Media Forum Program

I. Competition program

II. Presentation program

The Rape of the Sabine Women
Eve Sussman’s film, USA, 2006, 80’00’’

Shot in Berlin, in Athens and on the Greek island of Hydra, the movie is an avant-garde costume drama in five acts. Its story is a variation on the ancient myth of the Sabine women, who after being abducted, raped and forced into marriage by Roman warriors, wade into a pitched battle between their husbands and their Sabine relatives to secure peace and the future of Western civilization.

The movie’s heroics and pageantry are inspired by the Sabine paintings of Poussin, Rubens and David — especially David’s “Intervention of the Sabine Women” of 1799. But Ms. Sussman’s “Sabine Women” is set in the endlessly stylish, initially optimistic 1960s.

Despite their utopian veneer, the 1960s were arguably the beginning of the situation in which the world now finds itself.

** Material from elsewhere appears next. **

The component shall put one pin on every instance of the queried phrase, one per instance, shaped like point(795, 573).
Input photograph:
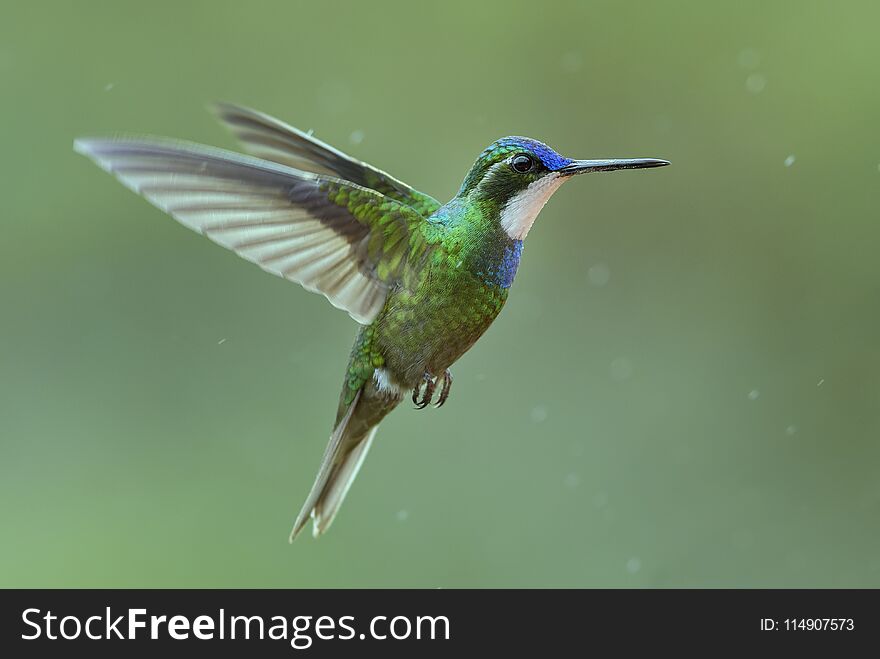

So it is not surprising that in Ms. Sussman’s version of the Sabine myth, everyone simply fights to the death, albeit in a stagey, slow-motion, painterly way. Ms. Sussman has recast the birth of a society as destruction.

Artistically, the film is an intriguing summation of the worldliness that began to enrich art in the late 1970s. While using Classical, Neo-Classical and International Style elements, it also draws expertly on 30 years of avant-garde appropriation and formalist self-reference. Its scenes may recall the cosmopolitan performances of Robert Wilson and Ms. Bausch; the photo-based art of Cindy Sherman, Richard Prince, Laurie Simmons, Robert Longo and Philip-Lorca Dicorcia; and the historicizing lushness of Neo-Expressionist painters like Julian Schnabel and David Salle, as well as the filmmakersculptor Matthew Barney.

While “89 Seconds at Alcazar” grew from a projected 89-second time frame to fill 10minutes with fly-on-the-wall tension, the 80-minute “Sabine Women” stretches its beauty before us with overindulged, seductive, feline opulence.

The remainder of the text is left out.